L'ex 'Doctor Who' Matt Smith è il leader della family nel film di Mary Harron, che cerca di raccontare le seguaci del culto come le vittime che sono state prima e non le carnefici che sono diventate dopo il massacro di Bel Air.

Lo ripetono come un mantra, come il ritornello di una canzone, le ragazze della Manson Family: Charlie says, Charlie dice. “Dice che il passato non esiste, che viviamo nel momento, dice che se vogliamo possiamo diventare elfi con le ali, dice che ognuno deve fare la propria parte” (negli omicidi).
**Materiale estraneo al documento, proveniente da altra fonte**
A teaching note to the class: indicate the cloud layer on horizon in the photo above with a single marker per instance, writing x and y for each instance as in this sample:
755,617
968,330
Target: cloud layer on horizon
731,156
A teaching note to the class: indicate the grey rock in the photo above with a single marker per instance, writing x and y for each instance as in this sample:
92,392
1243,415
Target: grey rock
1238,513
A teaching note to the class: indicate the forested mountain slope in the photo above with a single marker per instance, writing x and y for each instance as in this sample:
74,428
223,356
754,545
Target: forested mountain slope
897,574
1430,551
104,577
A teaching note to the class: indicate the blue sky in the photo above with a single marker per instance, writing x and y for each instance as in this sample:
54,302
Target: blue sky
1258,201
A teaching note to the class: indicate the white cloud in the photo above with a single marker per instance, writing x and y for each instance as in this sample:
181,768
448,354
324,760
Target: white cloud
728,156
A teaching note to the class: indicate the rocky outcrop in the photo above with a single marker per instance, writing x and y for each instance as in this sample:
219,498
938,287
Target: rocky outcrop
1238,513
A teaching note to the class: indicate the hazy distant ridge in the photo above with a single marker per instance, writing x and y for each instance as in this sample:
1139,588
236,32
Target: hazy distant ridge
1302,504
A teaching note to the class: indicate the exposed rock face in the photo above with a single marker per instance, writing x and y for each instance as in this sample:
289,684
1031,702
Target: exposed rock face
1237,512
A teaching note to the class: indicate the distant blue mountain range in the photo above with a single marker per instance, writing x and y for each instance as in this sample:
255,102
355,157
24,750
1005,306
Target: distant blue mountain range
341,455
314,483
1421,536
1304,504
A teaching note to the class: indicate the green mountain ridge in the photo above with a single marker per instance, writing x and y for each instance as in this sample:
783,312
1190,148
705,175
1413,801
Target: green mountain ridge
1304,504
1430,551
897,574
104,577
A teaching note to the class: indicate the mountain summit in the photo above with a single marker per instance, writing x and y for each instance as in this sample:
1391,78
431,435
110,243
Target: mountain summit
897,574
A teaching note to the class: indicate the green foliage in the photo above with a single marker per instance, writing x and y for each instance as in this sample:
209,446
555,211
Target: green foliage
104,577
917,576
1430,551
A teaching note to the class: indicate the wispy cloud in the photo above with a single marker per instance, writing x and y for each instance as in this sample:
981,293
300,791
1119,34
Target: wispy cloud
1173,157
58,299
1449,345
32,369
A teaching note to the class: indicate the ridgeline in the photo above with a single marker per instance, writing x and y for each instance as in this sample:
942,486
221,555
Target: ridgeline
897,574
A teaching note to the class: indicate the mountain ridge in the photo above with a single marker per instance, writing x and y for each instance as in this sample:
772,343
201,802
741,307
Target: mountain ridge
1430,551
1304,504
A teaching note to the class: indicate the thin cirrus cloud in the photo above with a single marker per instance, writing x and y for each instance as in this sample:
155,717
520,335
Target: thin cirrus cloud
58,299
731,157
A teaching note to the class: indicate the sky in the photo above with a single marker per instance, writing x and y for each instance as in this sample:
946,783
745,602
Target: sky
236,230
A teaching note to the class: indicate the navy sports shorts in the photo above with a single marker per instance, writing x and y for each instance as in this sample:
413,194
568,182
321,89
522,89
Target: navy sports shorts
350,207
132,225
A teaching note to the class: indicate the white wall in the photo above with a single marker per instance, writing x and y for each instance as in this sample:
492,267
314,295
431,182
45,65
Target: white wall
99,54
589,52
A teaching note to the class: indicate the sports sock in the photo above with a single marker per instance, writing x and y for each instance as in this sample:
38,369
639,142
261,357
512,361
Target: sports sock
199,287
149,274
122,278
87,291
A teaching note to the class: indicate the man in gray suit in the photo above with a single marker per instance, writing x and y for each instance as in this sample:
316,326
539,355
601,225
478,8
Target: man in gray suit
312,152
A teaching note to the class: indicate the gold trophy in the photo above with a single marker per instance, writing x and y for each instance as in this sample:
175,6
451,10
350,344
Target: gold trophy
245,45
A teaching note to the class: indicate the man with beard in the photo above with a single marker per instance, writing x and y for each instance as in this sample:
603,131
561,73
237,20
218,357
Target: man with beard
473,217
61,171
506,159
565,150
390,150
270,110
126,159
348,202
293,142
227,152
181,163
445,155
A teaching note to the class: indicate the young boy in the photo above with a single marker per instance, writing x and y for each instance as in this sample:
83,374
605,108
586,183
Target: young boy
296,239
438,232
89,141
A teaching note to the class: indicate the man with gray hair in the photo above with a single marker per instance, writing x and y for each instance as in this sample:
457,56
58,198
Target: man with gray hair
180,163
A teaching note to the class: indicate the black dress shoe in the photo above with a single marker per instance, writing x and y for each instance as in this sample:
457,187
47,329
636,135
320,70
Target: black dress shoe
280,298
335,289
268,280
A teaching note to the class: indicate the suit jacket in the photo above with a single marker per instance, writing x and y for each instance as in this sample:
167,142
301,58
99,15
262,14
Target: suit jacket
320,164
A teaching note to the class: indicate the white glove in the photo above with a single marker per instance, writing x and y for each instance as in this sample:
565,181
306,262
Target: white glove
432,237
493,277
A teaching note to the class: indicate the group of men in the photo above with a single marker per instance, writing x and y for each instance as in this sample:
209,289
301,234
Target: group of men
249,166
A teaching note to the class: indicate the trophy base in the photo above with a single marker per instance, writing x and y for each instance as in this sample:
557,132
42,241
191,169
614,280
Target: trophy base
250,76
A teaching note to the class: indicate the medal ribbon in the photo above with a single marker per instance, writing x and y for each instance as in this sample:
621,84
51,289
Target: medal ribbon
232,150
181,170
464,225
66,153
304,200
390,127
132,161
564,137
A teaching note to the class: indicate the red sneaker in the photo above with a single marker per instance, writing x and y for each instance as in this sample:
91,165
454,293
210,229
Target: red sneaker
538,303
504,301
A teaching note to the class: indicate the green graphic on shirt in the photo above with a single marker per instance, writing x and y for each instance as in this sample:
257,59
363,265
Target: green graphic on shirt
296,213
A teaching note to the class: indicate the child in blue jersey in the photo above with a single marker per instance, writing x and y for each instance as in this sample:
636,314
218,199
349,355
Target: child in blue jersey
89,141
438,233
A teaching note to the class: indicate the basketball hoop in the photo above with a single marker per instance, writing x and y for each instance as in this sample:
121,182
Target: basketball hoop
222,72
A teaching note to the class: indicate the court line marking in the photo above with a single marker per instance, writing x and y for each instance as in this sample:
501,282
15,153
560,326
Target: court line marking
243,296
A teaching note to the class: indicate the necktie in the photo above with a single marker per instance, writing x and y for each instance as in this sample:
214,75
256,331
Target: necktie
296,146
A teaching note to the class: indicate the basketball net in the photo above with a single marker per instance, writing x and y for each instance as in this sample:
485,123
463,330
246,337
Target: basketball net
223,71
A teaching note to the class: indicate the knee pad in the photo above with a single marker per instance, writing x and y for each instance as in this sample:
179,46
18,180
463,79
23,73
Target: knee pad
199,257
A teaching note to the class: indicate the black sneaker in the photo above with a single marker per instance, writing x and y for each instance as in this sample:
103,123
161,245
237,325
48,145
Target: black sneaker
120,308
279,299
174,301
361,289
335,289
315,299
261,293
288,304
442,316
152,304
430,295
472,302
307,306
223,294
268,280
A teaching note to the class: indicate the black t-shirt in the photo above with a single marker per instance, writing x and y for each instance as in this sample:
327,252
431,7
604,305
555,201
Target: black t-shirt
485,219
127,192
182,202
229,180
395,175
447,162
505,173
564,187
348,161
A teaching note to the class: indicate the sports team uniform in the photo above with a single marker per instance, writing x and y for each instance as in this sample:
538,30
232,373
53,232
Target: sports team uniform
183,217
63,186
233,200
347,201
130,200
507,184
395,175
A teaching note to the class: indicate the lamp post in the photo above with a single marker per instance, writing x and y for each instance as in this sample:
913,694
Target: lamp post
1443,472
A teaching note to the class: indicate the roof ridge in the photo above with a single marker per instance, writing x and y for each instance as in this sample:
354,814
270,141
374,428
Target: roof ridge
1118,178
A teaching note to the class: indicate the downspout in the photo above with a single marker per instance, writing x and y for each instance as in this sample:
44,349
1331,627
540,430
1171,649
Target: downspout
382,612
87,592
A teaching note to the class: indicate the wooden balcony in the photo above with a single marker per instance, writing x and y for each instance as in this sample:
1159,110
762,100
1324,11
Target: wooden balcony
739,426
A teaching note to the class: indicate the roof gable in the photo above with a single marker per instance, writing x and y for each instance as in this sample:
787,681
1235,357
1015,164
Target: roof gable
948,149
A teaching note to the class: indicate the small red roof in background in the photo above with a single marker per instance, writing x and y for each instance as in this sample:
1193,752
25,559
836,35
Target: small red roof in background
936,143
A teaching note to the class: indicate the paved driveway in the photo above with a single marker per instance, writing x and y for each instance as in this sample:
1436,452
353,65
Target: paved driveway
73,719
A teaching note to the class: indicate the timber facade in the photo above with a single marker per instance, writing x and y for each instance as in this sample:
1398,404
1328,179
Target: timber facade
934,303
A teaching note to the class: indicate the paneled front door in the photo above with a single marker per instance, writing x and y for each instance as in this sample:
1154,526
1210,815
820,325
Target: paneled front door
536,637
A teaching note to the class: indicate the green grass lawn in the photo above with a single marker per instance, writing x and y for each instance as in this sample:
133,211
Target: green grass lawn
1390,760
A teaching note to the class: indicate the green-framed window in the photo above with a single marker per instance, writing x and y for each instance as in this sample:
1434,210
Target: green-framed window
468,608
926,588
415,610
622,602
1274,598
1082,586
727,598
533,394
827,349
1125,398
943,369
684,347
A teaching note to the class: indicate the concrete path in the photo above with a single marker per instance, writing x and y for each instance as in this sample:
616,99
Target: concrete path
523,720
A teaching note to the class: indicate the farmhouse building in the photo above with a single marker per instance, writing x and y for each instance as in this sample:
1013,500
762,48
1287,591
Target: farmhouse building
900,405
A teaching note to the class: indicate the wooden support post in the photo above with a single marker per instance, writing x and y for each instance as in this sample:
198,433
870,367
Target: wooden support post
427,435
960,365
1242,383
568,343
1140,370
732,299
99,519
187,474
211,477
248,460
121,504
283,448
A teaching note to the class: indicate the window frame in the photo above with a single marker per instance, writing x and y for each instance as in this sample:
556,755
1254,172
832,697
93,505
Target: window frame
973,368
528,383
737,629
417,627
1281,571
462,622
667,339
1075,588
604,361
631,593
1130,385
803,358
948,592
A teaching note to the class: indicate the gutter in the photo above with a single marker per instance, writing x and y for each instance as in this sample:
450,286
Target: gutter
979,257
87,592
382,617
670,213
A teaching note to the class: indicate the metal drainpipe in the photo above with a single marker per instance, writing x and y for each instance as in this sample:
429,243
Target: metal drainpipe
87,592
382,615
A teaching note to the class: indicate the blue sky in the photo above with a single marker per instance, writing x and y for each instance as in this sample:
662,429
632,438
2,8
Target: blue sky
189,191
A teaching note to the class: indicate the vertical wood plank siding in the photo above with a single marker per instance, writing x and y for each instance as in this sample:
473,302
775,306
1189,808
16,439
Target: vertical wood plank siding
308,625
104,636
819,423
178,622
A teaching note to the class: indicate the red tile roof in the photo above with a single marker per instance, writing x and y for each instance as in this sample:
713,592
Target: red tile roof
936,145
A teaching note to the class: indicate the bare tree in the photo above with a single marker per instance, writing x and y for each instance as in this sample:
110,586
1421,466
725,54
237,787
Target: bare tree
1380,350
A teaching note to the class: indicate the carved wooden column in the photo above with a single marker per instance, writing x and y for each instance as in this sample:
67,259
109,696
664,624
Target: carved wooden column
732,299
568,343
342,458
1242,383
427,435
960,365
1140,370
Tre dei quattro membri del culto responsabili dell’uccisione di Sharon Tate, che paralizzò Los Angeles nell’estate del 1969, erano ragazze di poco più di vent’anni: Lulu, Katie e Sadie. O almeno così le chiama Manson. Perché annullarsi è il primo step per entrare nelle grazie di Charlie, il secondo è obbedire. Anche quando Charlie dice loro di togliere la vita a qualcuno.

In attesa di vedere la prospettiva di Quentin Tarantino sulla vicenda, che fa da sfondo al suo nono film Once Upon a Time in Hollywood, la regista di American Psycho Mary Harron cerca di entrare nella mente e nel cuore delle ragazze di Manson. E di inquadrarle non per le carnefici che sono diventate dopo il massacro di Bel Air, ma per le vittime che sono state prima. Vittime di quello che Charlie dice, ordina, comanda. All’inizio, quando tutti i seguaci vivono a mo’ di comune allo Spahn Ranch, e alla fine, quando tutto precipita per il rifiuto di un celebre discografico. Perché Manson sognava di diventare un cantante e, appurato che non succederà, bisogna innescare l’Helter Skelter, l’Apocalisse.

«Oltre alla figura di Manson, quello che mi ha colpito di questo progetto, sono queste tre giovani che ha plasmato completamente. A differenza di lui, loro non erano folli, ma sono state tirate dentro i suoi deliri senza riuscire ad uscirne» spiega Matt Smith, l’ex Doctor Who (e principe Filippo di The Crown) che canalizza il magnetismo, l’egocentrismo, la lucida follia del leader della family. E ci riesce meglio e in maniera più interessante quando canta imbracciando la chitarra con cui si fa scudo del mondo, quando incarna il Manson musicista frustrato, che riesce a convincere i Beach Boys a registrare una delle sue canzoni ma non riesce a farsi scritturare da un’etichetta: «Mi sono affezionato ai capelli lunghi e alla barba incolta, è stato un buon modo per far scomparire Matt e far apparire Manson». Nei panni di Lulu, prima spaventata e sorpresa, poi affascinata e complice, c’è Hannah Murray, la Gilly di Game of Thrones.

Dal resoconto della vita delle donne in prigione, dove una dottoranda tenta di un percorso di riabilitazione psicologica del trio, ai lunghi flashback sulla vita della famiglia, fino alle sequenze fin troppo indagate (per gli obiettivi del film) degli omicidi, Charlie says ricostruisce bene (anche nella fotografia) le atmosfere e analizza i meccanismi di conquista della fiducia e di sottomissione violenta usati da Manson. Ma non riesce mai a decidere come drammatizzare l’indiscutibile partecipazione delle ragazze agli omicidi.